Acura ZDX: The Acura ZDX was never really well-received by the automotive press or the public. The four-seat crossover had a coupe-like roofline and controversial styling, limited utility, and a price tag that made it hard to justify its purchase over the mechanically related MDX.
Chevrolet Avalanche: Unlike other vehicles on this list, the Chevrolet Avalanche isn’t being discontinued because it’s a bad vehicle – it’s leaving us as a result of parental neglect. The second-generation of the innovative Avalanche debuted in 2007 and saw its only real update in 2009, when the four-speed auto was replaced by a six-speed slushbox. Because the Avalanche was never kept fresh, sales dwindled, eventually resulting in its discontinuation.
Lexus HS 250h: First introduced in 2009, the Lexus HS 250h didn’t live up to Lexus’ sales or its customers’ fuel economy expectations. The problem may have been that most customers expected the HS 250h to net fuel economy comparable to the similarly sized Toyota Prius. Since the HS 250h used a modified version of the Toyota Camry Hybrid’s powertrain, that never happened. The end result was a slow-selling unattractive car, discontinued after just three years on the marketplace.
Lexus LFA: The Lexus LFA is the most recent edition to this list; the last of the carbon fiber supercar rolled off its special assembly line earlier this month. The 552-hp V-10-powered LFA was always intended to be a limited edition model, with just 500 made before Lexus closed up shop.
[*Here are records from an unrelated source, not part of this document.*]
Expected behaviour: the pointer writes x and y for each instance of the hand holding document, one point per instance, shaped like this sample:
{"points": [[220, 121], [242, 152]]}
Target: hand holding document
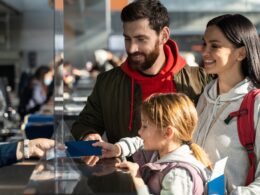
{"points": [[216, 184], [76, 149]]}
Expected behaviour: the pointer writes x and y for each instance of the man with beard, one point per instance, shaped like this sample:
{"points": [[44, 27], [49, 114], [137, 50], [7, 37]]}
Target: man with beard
{"points": [[154, 65]]}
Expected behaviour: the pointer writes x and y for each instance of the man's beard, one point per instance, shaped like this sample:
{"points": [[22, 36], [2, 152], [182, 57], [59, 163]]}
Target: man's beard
{"points": [[149, 59]]}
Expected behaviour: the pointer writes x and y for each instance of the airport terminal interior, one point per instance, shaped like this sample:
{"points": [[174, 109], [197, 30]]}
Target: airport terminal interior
{"points": [[72, 41]]}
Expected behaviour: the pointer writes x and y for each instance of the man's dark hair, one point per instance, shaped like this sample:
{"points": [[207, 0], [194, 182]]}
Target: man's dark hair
{"points": [[152, 10]]}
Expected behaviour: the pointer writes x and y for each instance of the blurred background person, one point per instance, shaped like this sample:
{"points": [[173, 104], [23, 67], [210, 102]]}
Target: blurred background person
{"points": [[35, 94]]}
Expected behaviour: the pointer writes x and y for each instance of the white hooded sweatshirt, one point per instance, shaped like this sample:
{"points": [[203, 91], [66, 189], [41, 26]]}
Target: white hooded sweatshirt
{"points": [[220, 140]]}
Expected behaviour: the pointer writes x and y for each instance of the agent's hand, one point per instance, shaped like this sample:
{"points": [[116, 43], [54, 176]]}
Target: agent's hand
{"points": [[92, 160], [109, 150], [37, 147]]}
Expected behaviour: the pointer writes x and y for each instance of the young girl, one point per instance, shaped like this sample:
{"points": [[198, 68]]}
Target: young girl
{"points": [[170, 163], [231, 52]]}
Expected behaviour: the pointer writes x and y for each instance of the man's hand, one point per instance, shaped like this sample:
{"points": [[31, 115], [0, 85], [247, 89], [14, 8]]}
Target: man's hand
{"points": [[109, 150], [92, 160]]}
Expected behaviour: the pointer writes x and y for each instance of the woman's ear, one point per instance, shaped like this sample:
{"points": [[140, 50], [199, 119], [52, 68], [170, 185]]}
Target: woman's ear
{"points": [[242, 53], [165, 34], [169, 132]]}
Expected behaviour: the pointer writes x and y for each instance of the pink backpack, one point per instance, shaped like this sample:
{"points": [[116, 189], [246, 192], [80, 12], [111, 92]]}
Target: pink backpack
{"points": [[246, 131], [153, 173]]}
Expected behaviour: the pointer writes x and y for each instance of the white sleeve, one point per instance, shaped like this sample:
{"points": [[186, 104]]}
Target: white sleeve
{"points": [[254, 187], [177, 181], [130, 145]]}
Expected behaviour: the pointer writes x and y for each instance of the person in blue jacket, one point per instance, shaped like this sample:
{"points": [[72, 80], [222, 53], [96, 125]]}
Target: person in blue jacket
{"points": [[13, 152]]}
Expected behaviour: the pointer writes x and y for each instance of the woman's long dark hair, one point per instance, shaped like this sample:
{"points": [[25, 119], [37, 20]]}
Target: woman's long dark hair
{"points": [[240, 31]]}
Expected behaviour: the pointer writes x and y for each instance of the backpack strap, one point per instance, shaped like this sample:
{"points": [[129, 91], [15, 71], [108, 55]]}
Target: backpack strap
{"points": [[196, 177], [154, 173], [246, 130]]}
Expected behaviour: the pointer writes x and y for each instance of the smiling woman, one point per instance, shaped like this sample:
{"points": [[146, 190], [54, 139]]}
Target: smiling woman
{"points": [[232, 52]]}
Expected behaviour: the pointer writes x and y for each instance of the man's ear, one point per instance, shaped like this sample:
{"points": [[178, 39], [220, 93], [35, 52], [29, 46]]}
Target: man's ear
{"points": [[242, 53]]}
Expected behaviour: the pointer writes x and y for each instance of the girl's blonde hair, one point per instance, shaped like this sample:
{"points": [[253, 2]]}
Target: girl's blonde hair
{"points": [[178, 111]]}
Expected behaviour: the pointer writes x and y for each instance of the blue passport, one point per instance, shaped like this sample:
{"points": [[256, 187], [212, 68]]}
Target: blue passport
{"points": [[83, 148]]}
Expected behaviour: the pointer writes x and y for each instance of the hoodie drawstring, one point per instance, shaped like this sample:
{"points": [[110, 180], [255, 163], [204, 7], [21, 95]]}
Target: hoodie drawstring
{"points": [[130, 125]]}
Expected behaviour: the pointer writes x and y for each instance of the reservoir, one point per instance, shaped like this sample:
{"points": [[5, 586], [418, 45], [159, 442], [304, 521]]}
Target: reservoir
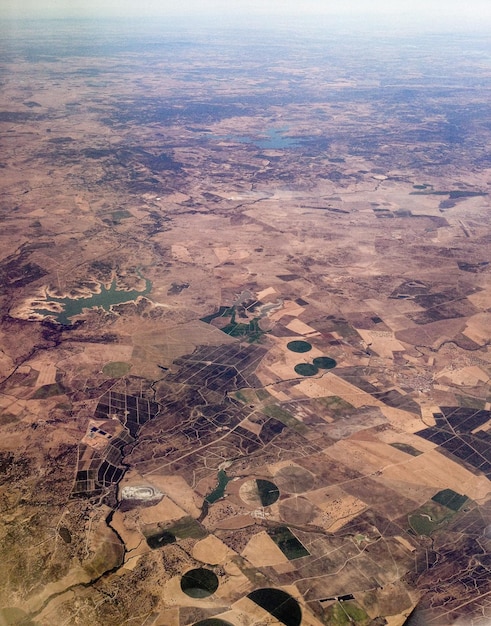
{"points": [[272, 139], [105, 299]]}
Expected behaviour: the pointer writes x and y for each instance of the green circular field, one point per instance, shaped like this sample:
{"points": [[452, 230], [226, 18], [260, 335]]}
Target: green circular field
{"points": [[299, 346], [324, 362], [306, 369], [116, 369]]}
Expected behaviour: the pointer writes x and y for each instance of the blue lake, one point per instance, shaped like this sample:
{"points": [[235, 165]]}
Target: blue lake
{"points": [[272, 139], [107, 298]]}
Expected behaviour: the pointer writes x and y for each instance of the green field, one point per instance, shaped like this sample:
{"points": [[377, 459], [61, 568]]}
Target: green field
{"points": [[299, 346], [306, 369], [324, 362]]}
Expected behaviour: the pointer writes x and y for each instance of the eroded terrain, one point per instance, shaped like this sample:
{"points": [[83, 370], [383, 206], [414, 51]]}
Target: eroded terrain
{"points": [[245, 329]]}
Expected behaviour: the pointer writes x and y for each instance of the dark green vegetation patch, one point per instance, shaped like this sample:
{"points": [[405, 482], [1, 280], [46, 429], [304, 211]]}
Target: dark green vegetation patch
{"points": [[299, 346], [249, 330], [346, 613], [451, 499], [199, 583], [268, 492], [160, 539], [279, 604], [219, 490], [187, 528], [286, 541], [324, 362], [306, 369]]}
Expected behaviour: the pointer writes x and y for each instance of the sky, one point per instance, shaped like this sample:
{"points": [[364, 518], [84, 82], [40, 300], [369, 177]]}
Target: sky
{"points": [[460, 12]]}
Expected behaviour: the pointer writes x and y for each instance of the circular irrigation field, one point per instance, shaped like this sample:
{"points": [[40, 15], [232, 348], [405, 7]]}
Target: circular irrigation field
{"points": [[299, 346]]}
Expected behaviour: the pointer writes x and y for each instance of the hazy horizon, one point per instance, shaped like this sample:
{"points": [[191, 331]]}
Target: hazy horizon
{"points": [[430, 15]]}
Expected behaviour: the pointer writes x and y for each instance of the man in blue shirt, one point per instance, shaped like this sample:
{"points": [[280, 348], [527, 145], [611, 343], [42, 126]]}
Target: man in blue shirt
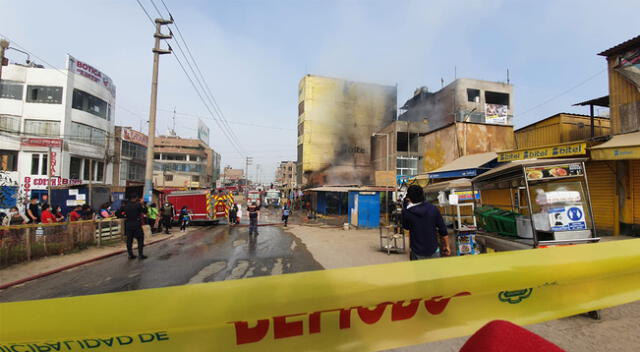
{"points": [[424, 222]]}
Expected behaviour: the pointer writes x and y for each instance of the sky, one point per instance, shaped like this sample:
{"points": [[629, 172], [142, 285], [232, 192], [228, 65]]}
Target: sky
{"points": [[252, 55]]}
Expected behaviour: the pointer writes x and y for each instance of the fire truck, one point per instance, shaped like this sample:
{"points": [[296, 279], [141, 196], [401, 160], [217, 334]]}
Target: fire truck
{"points": [[206, 206]]}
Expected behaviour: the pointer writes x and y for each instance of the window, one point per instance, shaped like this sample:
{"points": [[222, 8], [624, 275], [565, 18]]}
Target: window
{"points": [[91, 104], [42, 128], [87, 134], [496, 98], [39, 164], [44, 94], [8, 160], [74, 168], [473, 95], [11, 90], [9, 123]]}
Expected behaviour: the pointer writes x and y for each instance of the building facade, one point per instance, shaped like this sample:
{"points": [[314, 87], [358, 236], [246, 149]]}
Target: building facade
{"points": [[182, 163], [466, 117], [336, 121], [56, 128]]}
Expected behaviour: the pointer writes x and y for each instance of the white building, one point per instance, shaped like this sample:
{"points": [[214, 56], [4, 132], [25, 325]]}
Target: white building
{"points": [[56, 126]]}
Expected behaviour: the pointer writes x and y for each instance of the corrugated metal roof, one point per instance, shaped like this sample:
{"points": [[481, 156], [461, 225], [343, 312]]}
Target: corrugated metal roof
{"points": [[514, 165], [621, 140], [473, 161], [624, 46]]}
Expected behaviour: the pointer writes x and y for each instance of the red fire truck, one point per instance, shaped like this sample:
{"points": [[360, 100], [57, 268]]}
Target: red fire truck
{"points": [[205, 206]]}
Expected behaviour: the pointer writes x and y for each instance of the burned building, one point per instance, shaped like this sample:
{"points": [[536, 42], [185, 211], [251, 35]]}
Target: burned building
{"points": [[336, 121], [468, 116]]}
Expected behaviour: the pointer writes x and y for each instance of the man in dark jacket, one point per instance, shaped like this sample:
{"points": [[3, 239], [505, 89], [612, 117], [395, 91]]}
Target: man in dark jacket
{"points": [[424, 222], [133, 227]]}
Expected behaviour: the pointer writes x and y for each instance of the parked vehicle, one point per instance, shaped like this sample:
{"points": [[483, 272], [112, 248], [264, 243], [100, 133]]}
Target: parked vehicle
{"points": [[206, 206]]}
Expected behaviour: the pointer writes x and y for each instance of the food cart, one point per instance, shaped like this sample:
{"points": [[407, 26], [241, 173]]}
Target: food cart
{"points": [[549, 205], [455, 200]]}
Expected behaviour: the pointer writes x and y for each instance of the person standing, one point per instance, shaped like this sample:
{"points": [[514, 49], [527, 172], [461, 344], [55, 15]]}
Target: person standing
{"points": [[33, 211], [133, 227], [167, 216], [185, 217], [425, 223], [152, 216], [285, 215], [253, 218]]}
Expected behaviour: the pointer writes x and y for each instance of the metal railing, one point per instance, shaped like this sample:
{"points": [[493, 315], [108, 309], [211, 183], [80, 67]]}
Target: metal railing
{"points": [[23, 243]]}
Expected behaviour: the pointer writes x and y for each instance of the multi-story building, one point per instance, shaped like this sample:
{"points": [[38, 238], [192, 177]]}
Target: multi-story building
{"points": [[468, 116], [130, 157], [56, 128], [182, 163], [286, 176], [336, 119]]}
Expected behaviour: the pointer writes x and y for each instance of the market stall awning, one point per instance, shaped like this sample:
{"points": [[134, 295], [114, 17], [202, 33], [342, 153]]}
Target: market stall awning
{"points": [[620, 147], [465, 166], [459, 183], [514, 169]]}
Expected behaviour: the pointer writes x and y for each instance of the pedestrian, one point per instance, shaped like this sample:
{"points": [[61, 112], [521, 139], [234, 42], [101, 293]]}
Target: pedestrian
{"points": [[57, 212], [76, 213], [253, 218], [185, 217], [33, 211], [14, 218], [152, 216], [47, 216], [233, 214], [168, 212], [423, 220], [285, 215], [133, 227]]}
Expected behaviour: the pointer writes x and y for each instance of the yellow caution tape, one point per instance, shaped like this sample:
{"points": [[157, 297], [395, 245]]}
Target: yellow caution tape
{"points": [[353, 309]]}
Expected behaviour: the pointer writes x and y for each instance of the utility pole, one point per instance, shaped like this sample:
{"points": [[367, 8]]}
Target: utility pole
{"points": [[4, 44], [157, 51], [248, 161]]}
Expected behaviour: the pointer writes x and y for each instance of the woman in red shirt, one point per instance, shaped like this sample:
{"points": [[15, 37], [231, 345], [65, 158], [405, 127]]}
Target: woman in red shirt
{"points": [[47, 216]]}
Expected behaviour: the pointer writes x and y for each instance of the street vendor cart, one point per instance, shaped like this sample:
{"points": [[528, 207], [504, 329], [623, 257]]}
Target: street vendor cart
{"points": [[534, 203], [455, 200]]}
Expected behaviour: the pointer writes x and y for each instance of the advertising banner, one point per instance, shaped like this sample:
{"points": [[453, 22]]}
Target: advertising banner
{"points": [[366, 308], [83, 69], [203, 132]]}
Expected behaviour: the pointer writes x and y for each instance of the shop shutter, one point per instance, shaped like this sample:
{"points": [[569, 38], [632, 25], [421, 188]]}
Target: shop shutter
{"points": [[635, 179], [602, 186]]}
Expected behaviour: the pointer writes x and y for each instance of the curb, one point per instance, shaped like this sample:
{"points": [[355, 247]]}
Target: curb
{"points": [[66, 267]]}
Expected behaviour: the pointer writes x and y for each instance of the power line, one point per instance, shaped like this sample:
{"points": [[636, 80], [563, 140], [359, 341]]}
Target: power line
{"points": [[563, 93]]}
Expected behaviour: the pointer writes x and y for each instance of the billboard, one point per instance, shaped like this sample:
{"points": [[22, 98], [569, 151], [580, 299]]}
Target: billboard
{"points": [[83, 69], [203, 132]]}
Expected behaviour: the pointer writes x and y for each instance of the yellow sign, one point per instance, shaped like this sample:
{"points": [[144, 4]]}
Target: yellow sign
{"points": [[616, 153], [354, 309], [545, 152]]}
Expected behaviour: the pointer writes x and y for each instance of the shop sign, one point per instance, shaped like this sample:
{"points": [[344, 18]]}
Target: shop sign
{"points": [[553, 172], [546, 152], [616, 153], [41, 142], [569, 218], [83, 69], [133, 136]]}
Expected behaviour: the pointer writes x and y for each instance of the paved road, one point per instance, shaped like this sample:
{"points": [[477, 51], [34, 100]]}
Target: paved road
{"points": [[211, 253]]}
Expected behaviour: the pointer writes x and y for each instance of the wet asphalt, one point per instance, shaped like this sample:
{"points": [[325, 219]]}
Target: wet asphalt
{"points": [[211, 253]]}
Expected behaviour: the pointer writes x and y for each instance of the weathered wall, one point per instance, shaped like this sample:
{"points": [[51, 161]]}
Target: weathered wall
{"points": [[336, 122]]}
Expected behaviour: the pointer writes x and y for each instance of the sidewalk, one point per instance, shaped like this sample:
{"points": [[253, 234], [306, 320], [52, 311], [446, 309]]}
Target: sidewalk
{"points": [[52, 264]]}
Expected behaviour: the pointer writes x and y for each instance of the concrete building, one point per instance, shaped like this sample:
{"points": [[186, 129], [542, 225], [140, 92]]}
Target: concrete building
{"points": [[468, 116], [336, 120], [56, 128], [183, 163], [286, 176]]}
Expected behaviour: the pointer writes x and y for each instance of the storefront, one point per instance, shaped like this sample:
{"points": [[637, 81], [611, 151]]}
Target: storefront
{"points": [[622, 152]]}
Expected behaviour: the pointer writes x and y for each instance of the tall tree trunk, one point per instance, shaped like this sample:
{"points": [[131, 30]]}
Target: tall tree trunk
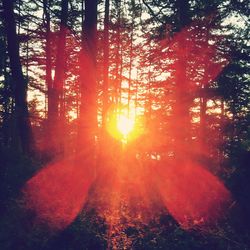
{"points": [[181, 118], [22, 123], [88, 110], [57, 95], [105, 64], [49, 82]]}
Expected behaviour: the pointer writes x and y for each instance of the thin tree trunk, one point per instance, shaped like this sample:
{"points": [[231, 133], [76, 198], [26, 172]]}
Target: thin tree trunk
{"points": [[105, 64], [22, 123], [88, 110], [57, 97]]}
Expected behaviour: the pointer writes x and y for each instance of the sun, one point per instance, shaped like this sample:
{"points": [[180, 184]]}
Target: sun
{"points": [[125, 125]]}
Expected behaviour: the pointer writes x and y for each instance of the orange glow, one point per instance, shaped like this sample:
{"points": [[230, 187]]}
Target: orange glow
{"points": [[58, 192], [125, 125]]}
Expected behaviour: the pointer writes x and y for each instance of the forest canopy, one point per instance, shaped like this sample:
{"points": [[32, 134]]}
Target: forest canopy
{"points": [[132, 110]]}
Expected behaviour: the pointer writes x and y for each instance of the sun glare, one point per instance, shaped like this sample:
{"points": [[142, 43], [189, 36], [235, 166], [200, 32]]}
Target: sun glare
{"points": [[125, 125]]}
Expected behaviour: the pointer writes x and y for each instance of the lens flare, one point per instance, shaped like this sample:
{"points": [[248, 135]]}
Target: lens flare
{"points": [[125, 125]]}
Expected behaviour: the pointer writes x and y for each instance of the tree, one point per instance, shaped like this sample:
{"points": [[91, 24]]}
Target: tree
{"points": [[22, 130]]}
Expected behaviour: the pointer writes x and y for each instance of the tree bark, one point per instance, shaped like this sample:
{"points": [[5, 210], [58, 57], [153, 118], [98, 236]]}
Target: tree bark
{"points": [[57, 114], [88, 110], [23, 132]]}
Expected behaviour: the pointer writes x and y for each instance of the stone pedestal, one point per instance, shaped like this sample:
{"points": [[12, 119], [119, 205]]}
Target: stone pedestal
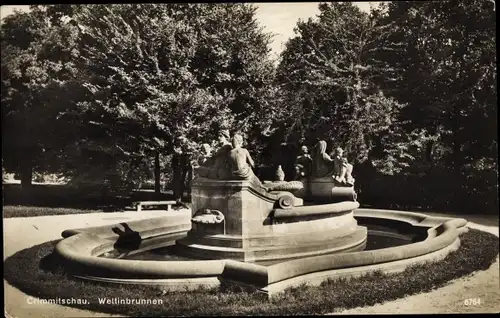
{"points": [[250, 233]]}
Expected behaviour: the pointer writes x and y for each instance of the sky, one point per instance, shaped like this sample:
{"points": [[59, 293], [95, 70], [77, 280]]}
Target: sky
{"points": [[276, 18]]}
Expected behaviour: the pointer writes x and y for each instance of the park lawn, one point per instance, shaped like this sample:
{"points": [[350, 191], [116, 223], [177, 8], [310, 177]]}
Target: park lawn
{"points": [[21, 211]]}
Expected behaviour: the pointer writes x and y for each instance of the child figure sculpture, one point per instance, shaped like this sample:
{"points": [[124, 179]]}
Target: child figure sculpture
{"points": [[241, 162], [342, 169]]}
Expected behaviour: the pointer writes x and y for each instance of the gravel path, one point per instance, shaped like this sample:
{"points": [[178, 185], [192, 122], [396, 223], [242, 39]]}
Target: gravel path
{"points": [[21, 233]]}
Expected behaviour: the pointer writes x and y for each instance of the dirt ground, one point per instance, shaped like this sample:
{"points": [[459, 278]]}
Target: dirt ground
{"points": [[477, 293]]}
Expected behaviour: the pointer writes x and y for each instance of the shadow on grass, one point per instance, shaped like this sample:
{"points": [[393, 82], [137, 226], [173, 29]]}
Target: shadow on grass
{"points": [[37, 272]]}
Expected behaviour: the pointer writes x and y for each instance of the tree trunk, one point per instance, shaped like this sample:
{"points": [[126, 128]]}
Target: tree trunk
{"points": [[157, 173], [26, 172]]}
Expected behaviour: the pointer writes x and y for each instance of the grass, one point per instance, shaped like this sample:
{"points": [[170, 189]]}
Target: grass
{"points": [[36, 271]]}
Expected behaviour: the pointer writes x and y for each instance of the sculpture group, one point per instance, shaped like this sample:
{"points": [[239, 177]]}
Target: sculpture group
{"points": [[322, 165], [233, 162]]}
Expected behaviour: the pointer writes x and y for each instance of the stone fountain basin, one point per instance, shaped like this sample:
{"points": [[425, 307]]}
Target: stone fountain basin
{"points": [[81, 248]]}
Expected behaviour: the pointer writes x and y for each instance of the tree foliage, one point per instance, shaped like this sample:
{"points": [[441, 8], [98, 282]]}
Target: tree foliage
{"points": [[333, 79], [449, 76], [146, 75]]}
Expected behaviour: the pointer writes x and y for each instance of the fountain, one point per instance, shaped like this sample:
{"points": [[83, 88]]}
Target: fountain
{"points": [[260, 234]]}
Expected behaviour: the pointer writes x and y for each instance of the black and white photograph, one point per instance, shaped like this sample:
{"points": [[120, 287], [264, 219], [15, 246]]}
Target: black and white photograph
{"points": [[250, 158]]}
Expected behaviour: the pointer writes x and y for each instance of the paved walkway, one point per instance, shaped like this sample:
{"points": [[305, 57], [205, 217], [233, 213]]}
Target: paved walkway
{"points": [[21, 233]]}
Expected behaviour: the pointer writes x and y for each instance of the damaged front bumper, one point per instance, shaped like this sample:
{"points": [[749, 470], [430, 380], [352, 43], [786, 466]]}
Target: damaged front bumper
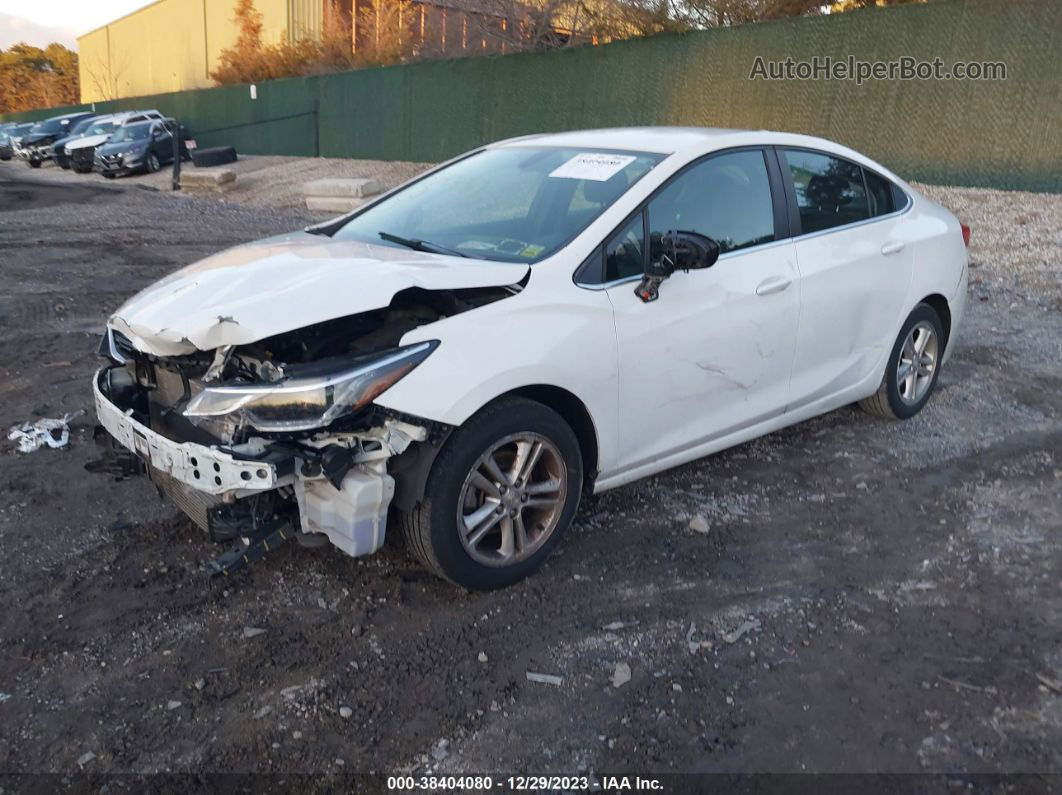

Mazda CX-7: The Mazda CX-7 died for the greater good of the Mazda lineup. The CX-7 was a bit of a tweener that never really had a direct competitor, but worked for Mazda until the CX-5 arrived. Since the CX-5 offers better fuel economy and more interior space, Mazda has dropped the CX-7 from its U.S. lineup.
Mercedes-Benz R-Class: Fact: Americans don’t like minivans. Fact: The Mercedes-Benz R-Class is essentially a minivan, despite the lack of sliding doors. With Mercedes customers buying GL- and M-Class vehicles in droves, the R-Class quietly left the U.S.
Mitsubishi Galant: For the Mitsubishi Galant, its demise frankly couldn’t come soon enough. Here’s hoping Mitsubishi goes back to the drawing board and returns with a groundbreaking midsize sedan in the next five years.
Suzuki: Sadly another automaker announced its departure this year. Suzuki is following in Saab’s footsteps and halting new-car sales in the U.S. Suzuki’s lineup includes gems like the Kizashi and Equator. Though good when they first debuted, models like the SX4 and Grand Vitara likely won’t be missed.
Volvo C30: Volvo was once known for selling stylish hatchbacks and wagons. Last year, it withdrew its V50 wagon from the U.S., and now it’s taking back its last hatchback. That’s a shame too, because with Volvo teasing variants like the C30 Polestar, it was just getting good.